Online Teaching

SUNY Online Teaching Ambassador 2023: Niagara – Scott Sackett

Scott Sackett Niagara County Community College

Scott Sackett
Niagara County Community College

Scott Sackett is an instructor in Communication Studies and World Languages at SUNY Niagara County Community College and a recipient of the 2022-2023 Chancellor’s Award for Excellence in Adjunct Teaching. He is also a non-fiction filmmaker and public media producer whose work has appeared on the Public Broadcasting Service (PBS), American Public Television (APT), the National Educational Telecommunications Association (NETA), National Public Radio (NPR), Public Radio International, Associated Press Network News, Amazon Prime, and in film festivals in North America and Europe. He currently hosts Sacred Classics and Sunday Morning on WNED Classical and is a feature story contributor to NPR affiliate WBFO. His work in public media has been recognized by the American Society of Composers, Authors, and Publishers, the Telly Awards, CINE, and the New York State Associated Press Association.

Flashback—1993. That’s where my story begins. Back then, we rented movies on VHS from Blockbuster, stored computer files on 5.25-inch floppy disks, listened to music on CDs, and recorded home videos on cassettes. Many of us had cable television, but most didn’t own cell phones. If you wanted to stay in touch, you had a pager. This was the advent of digital photography, and Mosaic, the first web browser, had just been released. As for teachers, schools were taping overnight broadcasts of PBS educational programs for classroom use.

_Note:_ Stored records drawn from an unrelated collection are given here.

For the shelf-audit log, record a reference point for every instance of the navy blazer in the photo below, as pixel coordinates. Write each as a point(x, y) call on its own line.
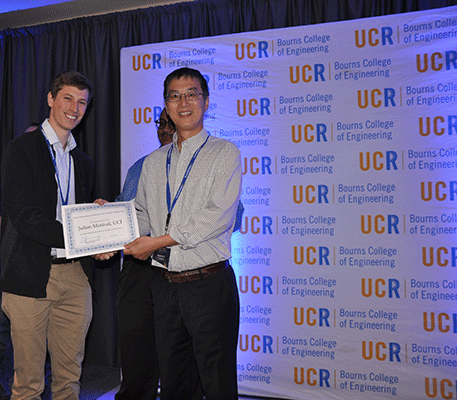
point(29, 200)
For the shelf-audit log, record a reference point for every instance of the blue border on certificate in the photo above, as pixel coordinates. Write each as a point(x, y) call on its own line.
point(71, 248)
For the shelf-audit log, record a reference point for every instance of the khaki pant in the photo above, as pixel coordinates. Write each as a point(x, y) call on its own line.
point(58, 323)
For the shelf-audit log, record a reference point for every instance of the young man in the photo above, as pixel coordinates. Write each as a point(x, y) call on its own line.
point(187, 201)
point(46, 297)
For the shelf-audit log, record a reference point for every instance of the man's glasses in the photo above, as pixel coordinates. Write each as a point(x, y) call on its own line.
point(162, 123)
point(191, 95)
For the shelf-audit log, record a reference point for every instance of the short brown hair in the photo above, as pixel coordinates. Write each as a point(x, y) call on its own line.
point(70, 78)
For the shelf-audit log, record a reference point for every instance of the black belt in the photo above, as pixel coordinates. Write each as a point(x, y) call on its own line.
point(193, 274)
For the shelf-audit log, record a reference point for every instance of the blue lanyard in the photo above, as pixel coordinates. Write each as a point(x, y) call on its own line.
point(64, 200)
point(170, 205)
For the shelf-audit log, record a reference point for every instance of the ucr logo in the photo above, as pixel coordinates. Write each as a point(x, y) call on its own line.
point(313, 255)
point(373, 37)
point(307, 73)
point(251, 50)
point(376, 224)
point(253, 106)
point(251, 165)
point(146, 61)
point(378, 160)
point(256, 343)
point(438, 191)
point(146, 115)
point(440, 254)
point(313, 316)
point(380, 351)
point(442, 321)
point(252, 284)
point(311, 377)
point(374, 97)
point(436, 61)
point(425, 128)
point(251, 225)
point(379, 288)
point(310, 133)
point(310, 194)
point(447, 391)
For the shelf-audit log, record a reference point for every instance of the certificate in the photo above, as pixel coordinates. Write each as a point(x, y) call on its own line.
point(93, 229)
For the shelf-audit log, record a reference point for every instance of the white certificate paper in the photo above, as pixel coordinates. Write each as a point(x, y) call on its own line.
point(93, 229)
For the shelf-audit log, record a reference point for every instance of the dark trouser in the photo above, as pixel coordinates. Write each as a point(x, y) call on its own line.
point(139, 365)
point(198, 319)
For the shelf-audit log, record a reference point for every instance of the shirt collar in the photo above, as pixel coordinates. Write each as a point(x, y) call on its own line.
point(192, 143)
point(53, 139)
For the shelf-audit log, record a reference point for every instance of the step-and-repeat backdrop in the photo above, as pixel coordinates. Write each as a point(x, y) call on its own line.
point(347, 255)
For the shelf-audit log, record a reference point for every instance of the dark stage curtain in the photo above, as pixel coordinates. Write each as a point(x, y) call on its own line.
point(30, 57)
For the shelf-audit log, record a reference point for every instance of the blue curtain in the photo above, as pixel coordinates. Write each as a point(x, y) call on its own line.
point(30, 57)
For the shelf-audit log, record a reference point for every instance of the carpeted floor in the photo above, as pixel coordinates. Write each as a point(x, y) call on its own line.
point(101, 383)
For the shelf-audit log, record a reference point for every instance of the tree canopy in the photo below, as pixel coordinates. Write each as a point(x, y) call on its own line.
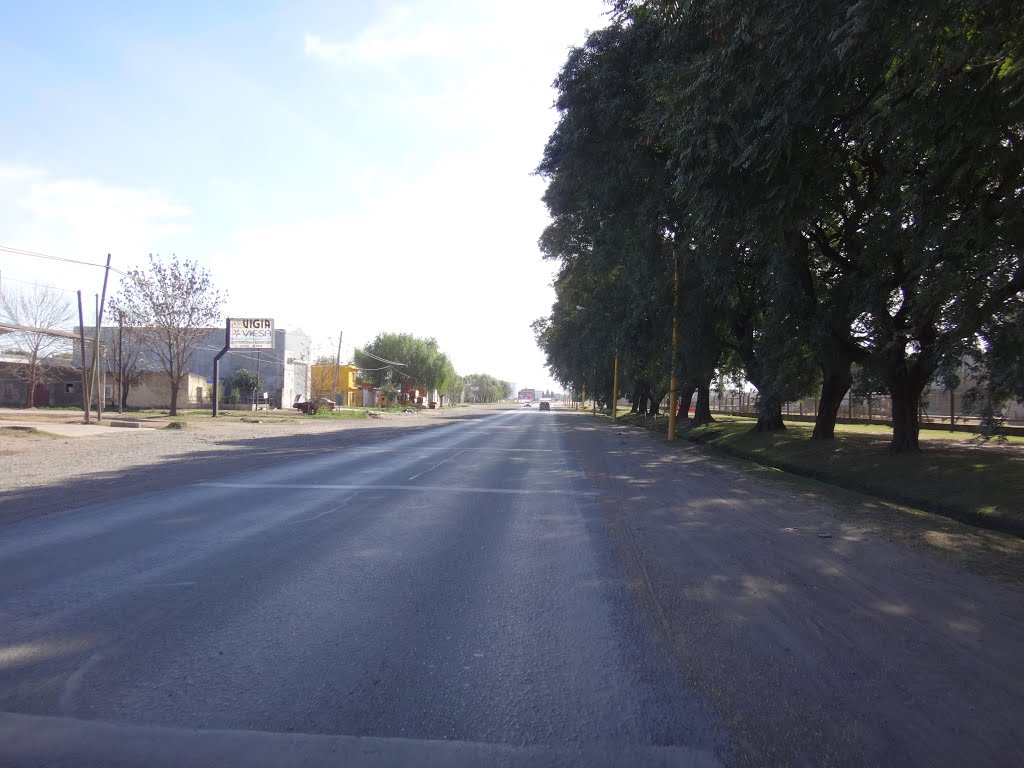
point(837, 187)
point(172, 306)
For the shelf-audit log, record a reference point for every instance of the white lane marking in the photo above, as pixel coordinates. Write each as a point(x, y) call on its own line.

At the time, I was a tutor in the English Skills Lab and Computer Lab at SUNY ECC. I helped students write essays and term papers and use software applications such as WordPerfect. Word processors didn’t just make typewritten corrections easier—no more need for Wite-Out, they enabled us to rewrite, re-evaluate, reformulate, revise, and refine our ideas with greater ease. In 1993, I was also working in radio production and broadcasting at WNED, the Western New York Public Broadcasting Association. That was the year we made the switch from cutting and splicing tape and playing carts, open-reels, and LPs to digital editing and playback. Then in 1997, I was invited by our station’s VP of Education to help coordinate a regional pilot of a U.S. Department of Education-funded computer-based learning program called PBS LiteracyLink. It was billed as “a multimedia learning system integrating text, sound, graphics, animation, video, and images in a computer system and includes a videotape series, a workbook text, and a Web site.” This was a forerunner of today’s online learning. WNED-TV at that time also opened a lab on a new fiber-optic, interactive distance-learning system called Project Connect. Developed by Erie I BOCES, Project Connect linked 24 BOCES learning labs, 11 school districts, SUNY Buffalo, Buffalo State College, and public television. It was the Zoom classroom of its day.

The communication technologies we have now are more advanced and integrated, but what’s fundamentally different is the tools we’re using in education aren’t in labs but in our pockets. And what we’re doing with these tools in learning and instruction mirrors how work gets done every day in the remote and hybrid workplace.